Before the presidential race was called, the highlight of my election day was a trip I made a few hours before the polls closed here to an apartment building near our house. A few weeks ago I’d helped a handful of residents there register to vote and apply for absentee ballots because they were either elderly or had no transportation to the polls. One man was 87 and had hands too shaky to do much more than sign his name. I helped him fill out forms and promised to return to help him with his ballot. When I went back over a week ago I learned that he’d been hospitalized with pneumonia. I wondered if he might be dying.

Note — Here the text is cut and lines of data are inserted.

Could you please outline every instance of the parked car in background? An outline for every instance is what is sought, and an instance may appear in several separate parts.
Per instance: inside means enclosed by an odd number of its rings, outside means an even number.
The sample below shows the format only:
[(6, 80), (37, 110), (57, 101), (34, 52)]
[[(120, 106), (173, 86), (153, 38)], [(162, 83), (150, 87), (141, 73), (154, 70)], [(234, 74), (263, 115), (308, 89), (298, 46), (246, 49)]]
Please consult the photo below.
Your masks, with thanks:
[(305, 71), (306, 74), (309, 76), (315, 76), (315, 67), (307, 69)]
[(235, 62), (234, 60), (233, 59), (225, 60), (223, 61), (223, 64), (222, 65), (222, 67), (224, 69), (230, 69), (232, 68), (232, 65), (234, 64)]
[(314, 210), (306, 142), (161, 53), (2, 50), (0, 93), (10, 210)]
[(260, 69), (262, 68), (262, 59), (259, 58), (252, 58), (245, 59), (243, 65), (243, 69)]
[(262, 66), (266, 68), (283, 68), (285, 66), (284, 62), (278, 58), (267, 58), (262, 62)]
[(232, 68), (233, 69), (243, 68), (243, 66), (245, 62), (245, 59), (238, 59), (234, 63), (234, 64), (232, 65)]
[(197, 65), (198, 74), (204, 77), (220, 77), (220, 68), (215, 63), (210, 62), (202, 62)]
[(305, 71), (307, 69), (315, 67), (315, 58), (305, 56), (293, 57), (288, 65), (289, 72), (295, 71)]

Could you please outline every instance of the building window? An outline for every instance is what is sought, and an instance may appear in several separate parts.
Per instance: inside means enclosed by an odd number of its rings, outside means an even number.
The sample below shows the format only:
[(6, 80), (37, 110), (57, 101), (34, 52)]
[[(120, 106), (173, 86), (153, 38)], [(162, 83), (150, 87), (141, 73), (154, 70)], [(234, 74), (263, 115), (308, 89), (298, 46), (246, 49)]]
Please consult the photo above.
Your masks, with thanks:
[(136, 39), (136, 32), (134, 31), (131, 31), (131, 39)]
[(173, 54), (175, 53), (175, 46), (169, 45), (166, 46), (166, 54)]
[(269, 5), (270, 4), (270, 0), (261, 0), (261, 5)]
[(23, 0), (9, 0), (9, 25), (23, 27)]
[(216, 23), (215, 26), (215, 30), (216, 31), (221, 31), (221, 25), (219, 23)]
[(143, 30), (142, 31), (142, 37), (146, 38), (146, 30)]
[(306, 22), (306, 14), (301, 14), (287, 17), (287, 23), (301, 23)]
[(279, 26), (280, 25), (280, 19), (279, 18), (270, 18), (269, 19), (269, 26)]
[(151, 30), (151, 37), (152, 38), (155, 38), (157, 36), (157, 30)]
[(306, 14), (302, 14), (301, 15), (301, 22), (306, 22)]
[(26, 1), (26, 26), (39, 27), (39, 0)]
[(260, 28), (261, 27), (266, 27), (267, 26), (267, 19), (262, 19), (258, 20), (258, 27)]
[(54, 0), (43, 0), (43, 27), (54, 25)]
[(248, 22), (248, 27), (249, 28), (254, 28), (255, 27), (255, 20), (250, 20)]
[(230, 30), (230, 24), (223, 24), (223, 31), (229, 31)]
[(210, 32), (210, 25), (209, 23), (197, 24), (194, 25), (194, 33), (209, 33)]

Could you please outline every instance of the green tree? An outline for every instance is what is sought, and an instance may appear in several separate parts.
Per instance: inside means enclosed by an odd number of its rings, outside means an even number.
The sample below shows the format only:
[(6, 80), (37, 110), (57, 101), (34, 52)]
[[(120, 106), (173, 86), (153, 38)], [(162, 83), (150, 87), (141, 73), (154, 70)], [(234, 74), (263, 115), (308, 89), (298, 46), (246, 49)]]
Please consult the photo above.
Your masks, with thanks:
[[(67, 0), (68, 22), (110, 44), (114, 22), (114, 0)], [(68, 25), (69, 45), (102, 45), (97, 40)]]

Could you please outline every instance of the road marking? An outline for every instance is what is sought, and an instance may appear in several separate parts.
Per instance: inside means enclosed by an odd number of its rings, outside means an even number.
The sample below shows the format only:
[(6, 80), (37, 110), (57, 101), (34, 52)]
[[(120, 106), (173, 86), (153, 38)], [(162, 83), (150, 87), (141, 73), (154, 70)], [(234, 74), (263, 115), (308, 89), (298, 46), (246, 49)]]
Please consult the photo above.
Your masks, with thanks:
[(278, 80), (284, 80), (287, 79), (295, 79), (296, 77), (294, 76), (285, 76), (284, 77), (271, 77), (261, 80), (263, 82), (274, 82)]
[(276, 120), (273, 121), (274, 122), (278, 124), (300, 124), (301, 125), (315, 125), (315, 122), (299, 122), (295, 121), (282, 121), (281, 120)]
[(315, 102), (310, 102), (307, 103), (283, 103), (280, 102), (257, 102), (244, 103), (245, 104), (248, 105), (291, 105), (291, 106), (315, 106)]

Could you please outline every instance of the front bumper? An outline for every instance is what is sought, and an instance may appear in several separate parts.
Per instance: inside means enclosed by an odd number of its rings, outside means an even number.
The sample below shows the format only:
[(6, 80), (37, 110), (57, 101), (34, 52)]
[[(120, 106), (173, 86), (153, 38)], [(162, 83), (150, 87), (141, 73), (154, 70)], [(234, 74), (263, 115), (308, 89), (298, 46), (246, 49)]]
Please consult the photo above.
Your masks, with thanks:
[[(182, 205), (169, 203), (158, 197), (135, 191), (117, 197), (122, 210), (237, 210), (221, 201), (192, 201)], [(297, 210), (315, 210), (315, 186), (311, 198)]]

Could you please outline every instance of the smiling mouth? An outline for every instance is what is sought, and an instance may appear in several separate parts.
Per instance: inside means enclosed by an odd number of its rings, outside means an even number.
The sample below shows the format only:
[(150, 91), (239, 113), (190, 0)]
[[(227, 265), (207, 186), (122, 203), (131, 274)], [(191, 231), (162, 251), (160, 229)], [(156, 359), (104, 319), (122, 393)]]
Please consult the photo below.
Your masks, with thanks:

On Tuesday I went to the apartment building once more to check on whether two of the other voters whose absentee ballots never came in the mail were able to make it to the polls. (One woman, in her 60s, had found a ride, and carted her oxygen tank along with her.) And there standing and smiling on his front porch was the 87-year-old-man, recovered from his pneumonia. He went into his apartment and found his ballot, and we sat down together as I read the ballot to him and bubbled in his selections, then watched as he labored to sign it with his shaky hand. As I drove the ballot to the elections office, I thought about just how much history this man had witnessed over his life and how it must feel to him to have traveled through the decades from a time when he was denied the right to vote to a time when he could watch a black man become the 44th president of the United States of America.
I wrote those first couple paragraphs as the election results were still coming in. And then when in his victory speech, Barack Obama spoke eloquently about the even longer journey through history of a 106-year-old Atlanta voter named Ann Nixon Cooper, I thought again about my 87-year-old neighbor and about how all of us saw our world change last night.